The EUR/USD pair comes under some renewed selling pressure on Friday and drops to its lowest level since October 2002, around the 0.9765 region during the early European session.
Following the previous day's volatile price swings, the US dollar regains strong positive traction and is seen dragging the EUR/USD pair. In fact, the USD Index, which measures the greenback's performance against a basket of currencies, hits a new 20-year peak and remains well supported by a more hawkish stance adopted by the Fed.
It is worth mentioning that the US central bank signalled on Wednesday that it will likely undertake more aggressive rate increases to cap inflation. This, along with the prevalent risk-off environment, offers additional support to the safe-haven greenback.

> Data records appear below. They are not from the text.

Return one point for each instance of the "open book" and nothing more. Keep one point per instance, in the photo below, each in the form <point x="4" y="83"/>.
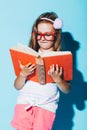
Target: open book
<point x="25" y="54"/>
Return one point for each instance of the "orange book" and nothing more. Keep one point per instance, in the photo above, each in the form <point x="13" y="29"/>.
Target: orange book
<point x="24" y="54"/>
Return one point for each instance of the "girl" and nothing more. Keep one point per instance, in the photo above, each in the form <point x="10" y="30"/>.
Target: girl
<point x="37" y="104"/>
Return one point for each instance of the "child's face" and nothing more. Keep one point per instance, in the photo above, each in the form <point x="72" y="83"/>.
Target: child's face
<point x="45" y="36"/>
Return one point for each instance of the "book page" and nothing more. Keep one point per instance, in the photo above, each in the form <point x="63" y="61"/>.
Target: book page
<point x="54" y="53"/>
<point x="25" y="49"/>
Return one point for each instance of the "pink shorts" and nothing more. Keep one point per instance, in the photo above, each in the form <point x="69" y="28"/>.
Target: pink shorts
<point x="35" y="118"/>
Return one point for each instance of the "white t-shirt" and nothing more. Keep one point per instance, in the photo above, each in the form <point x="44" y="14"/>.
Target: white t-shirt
<point x="44" y="96"/>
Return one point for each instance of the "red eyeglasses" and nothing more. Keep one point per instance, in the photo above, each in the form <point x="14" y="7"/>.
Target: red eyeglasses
<point x="49" y="36"/>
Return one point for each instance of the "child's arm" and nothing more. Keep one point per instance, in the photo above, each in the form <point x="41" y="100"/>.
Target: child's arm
<point x="56" y="74"/>
<point x="25" y="71"/>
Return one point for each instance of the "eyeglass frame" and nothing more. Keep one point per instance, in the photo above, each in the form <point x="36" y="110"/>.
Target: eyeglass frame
<point x="53" y="34"/>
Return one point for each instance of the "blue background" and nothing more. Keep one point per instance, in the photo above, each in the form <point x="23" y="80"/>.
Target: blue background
<point x="16" y="18"/>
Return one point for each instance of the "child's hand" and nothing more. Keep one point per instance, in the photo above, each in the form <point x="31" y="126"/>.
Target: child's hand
<point x="27" y="69"/>
<point x="56" y="73"/>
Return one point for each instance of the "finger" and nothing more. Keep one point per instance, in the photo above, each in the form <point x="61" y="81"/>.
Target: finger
<point x="20" y="64"/>
<point x="57" y="67"/>
<point x="53" y="68"/>
<point x="61" y="71"/>
<point x="28" y="65"/>
<point x="31" y="66"/>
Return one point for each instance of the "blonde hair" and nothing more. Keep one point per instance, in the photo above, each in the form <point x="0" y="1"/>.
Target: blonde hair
<point x="33" y="41"/>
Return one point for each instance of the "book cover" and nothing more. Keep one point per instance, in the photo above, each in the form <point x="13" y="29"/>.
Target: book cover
<point x="25" y="55"/>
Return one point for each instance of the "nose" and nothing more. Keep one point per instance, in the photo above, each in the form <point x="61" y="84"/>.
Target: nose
<point x="42" y="37"/>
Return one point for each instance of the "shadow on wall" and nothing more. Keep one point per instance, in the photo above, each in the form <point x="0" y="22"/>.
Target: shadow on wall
<point x="78" y="94"/>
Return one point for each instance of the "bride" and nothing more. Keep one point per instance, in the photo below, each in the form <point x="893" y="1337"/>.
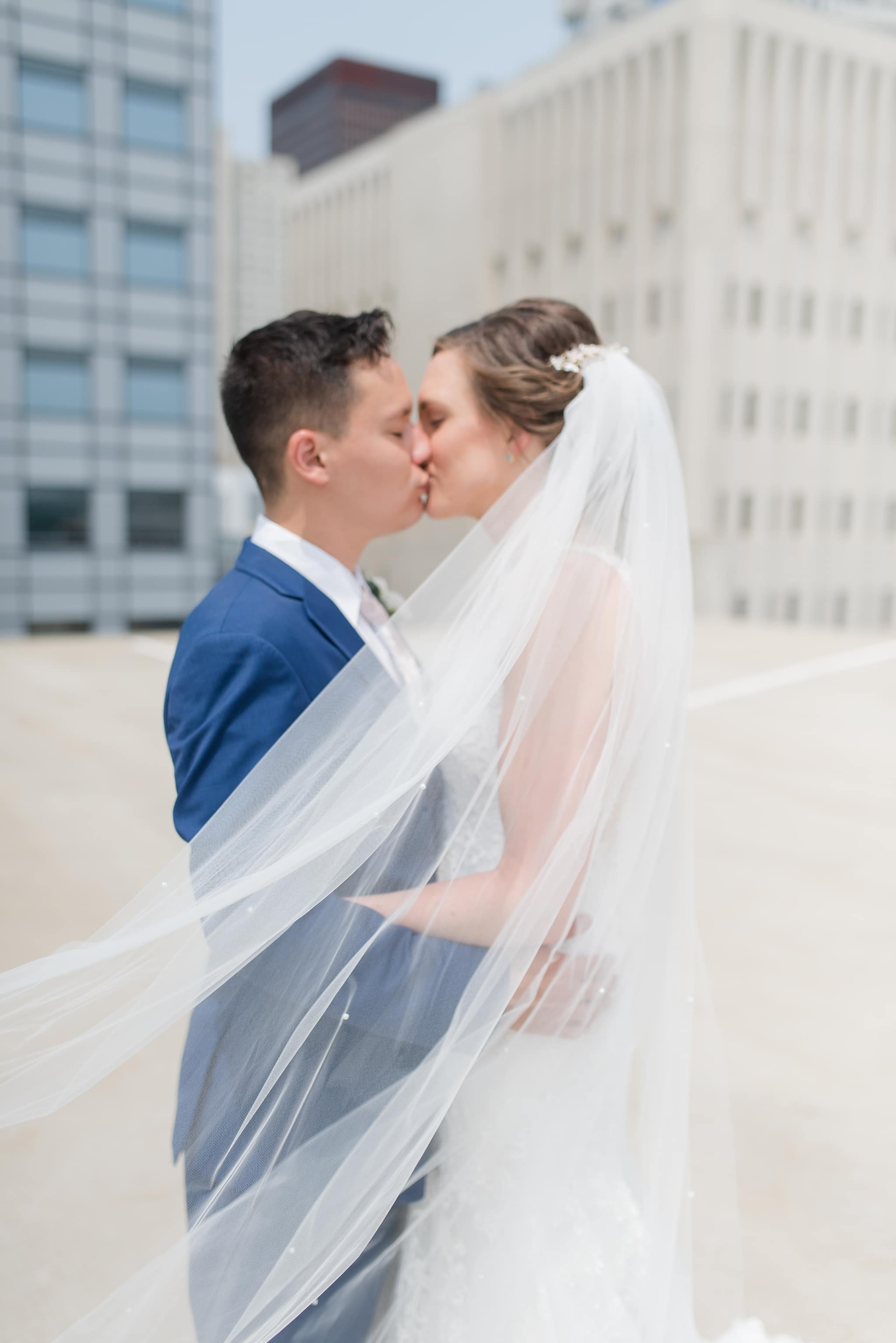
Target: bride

The market sentiment remains fragile amid growing worries about a deeper global economic downturn.
The euro, on the other hand, is pressured by the risk of a further escalation in geopolitical tensions, especially after Russian President Vladimir Putin announced a partial military mobilization. Apart from this, the energy crisis in Europe, which could drag the region's economy deeper into recession, is also seen weighing on the shared currency.
The market fears were further fueled by the release of worse-than-expected flash Manufacturing PMI prints from France and Germany - the Eurozone's two largest economies. Furthermore, Friday's downfall could also be attributed to some technical selling below the 0.9800 round-figure mark, which might have already set the stage for further losses.